Salinger llevaba lejos de la vida pública prácticamente cinco décadas, cuando tras el inesperado éxito de El Guardián entre el centeno, convertido en best seller el mismo año de su publicación, 1951, decidió abandonar Nueva York e instalarse en el campo, en la misma casa en la que falleció. Se acercaba así al deseo del mordaz y afilado protagonista de su novela, Holden Caufield, quien en un pasaje del libro afirma: "me gustaría encontrar una cabaña en algún sitio y con el dinero que gane instalarme allí el resto de mi vida, lejos de cualquier conversación estúpida con la gente".
Aquel libro, del que se han vendido más de 60 millones de ejemplares en todo el mundo y del que aún se venden 250.000 cada año, estaba dirigido a los adultos pero su protagonista inmediatamente se convirtió en el antihéroe por excelencia de toda una generación, la de los adolescentes crecidos en plena guerra fría, que vieron en sus críticas feroces contra el mundo y la moral de los años cincuenta el reflejo de sus propias inquietudes y angustias. El enfrentamiento entre el mundo de los jóvenes y el de los adultos reflejaba también el deseo universal de no crecer, otra cara de uno de los muchos sueños americanos y que de alguna manera, se repite generación tras generación.
1 comentario:
Decía la novelista criminal P. D. James que la muerte abre los cajones secretos del difunto, y supongo que ya están registrando la mesa de J. D. Salinger, ese monstruo o escritor-espectáculo por haberse negado a ser un fenómeno de masas desde el éxito de El guardián entre el centeno (1951), su única novela, la novela de los años cincuenta, y desde entonces influencia fundamental sobre el lenguaje, los gestos, la mentalidad y el carácter de sucesivas generaciones de jóvenes. Cuando Salinger sintió el espanto de la popularidad, a la tercera edición de El guardián..., mandó eliminar su foto de la cubierta. Se convirtió en escritor clandestino. Públicas sólo debían ser sus obras.

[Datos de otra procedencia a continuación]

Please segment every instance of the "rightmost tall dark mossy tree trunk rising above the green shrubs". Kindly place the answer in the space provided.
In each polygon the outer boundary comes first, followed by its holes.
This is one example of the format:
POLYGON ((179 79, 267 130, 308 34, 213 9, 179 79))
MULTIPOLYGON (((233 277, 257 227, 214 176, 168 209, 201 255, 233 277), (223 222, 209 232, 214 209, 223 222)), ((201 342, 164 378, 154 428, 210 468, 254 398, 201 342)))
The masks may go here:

El ansia combativa de desaparecer aumentó con los años. No bastaba con retirarse en 1952 a Cornish, en New Hampshire, donde, buen vecino, se sentía protegido por sus conciudadanos, acérrimos partidarios del respeto a la vida privada, como él. Pero, amigo de los estudiantes, pronto se sintió traicionado. Lo que parecía ser una conversación destinada a las páginas escolares del periódico local, apareció escandalosamente en primera página. En los años setenta descubrió una edición pirata de sus cuentos, en San Francisco, y sorprendentemente pidió una entrevista telefónica al The New York Times para quejarse de lo que juzgaba una intolerable invasión de su intimidad. "Me gusta escribir, pero sólo escribo para mí, por placer", dijo entonces. Lacey Fosburg tituló la entrevista: "J. D. Salinger habla de su silencio".

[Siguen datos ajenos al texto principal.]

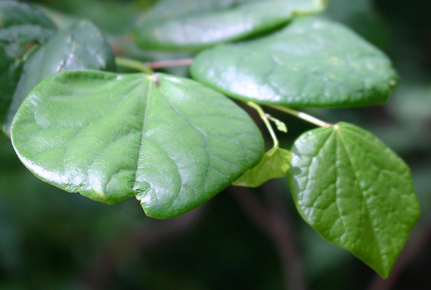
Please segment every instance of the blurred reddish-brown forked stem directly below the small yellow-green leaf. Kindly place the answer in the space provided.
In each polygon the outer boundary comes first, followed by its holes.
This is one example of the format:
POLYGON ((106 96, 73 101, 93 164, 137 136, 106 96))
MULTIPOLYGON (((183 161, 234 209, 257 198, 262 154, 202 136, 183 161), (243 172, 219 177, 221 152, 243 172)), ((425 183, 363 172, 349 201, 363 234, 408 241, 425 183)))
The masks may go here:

Era un señor que no quería que lo molestaran. Se parecía a los jóvenes taciturnos, airados, callados, de los años cincuenta, en unos Estados Unidos chillones, radiotelevisivos, donde se cazaba escandalosamente a los disconformes y en las escuelas se adiestraba a los niños para que denunciaran a sus vecinos antiamericanos o sospechosos de serlo. Seguro que había leído Salinger en la revista Harper's Magazine (julio de 1955) un irritado panfleto de William Faulkner, Privacy. ¿Qué ha sido del sueño americano? La igualdad en la libertad había sido sustituida, decía Faulkner, por "palabras vanas y altisonantes, vacías de todo significado, libertad, democracia, patriotismo". "Mi convicción es que sólo las obras de un escritor están a disposición del público y abiertas a la discusión y el estudio, desde el momento en que ha propuesto la publicación y ha aceptado dinero a cambio". Y Faulkner sentenciaba: "Su vida privada es únicamente suya". Defendía la intimidad. Hoy defenderíamos el derecho a venderla.
Abrirán los cajones del muerto, como decía P. D. James, y no encontrarán nada. Salinger practicaba el arte de la intimidad. Su silencio de estos años me recuerda a esa pieza pianística de John Cage, 4'33 (1952), en tres partes que se indican cerrando y abriendo la tapa del piano al final de cada parte. Ha empezado la época de la obra póstuma de J. D. Salinger.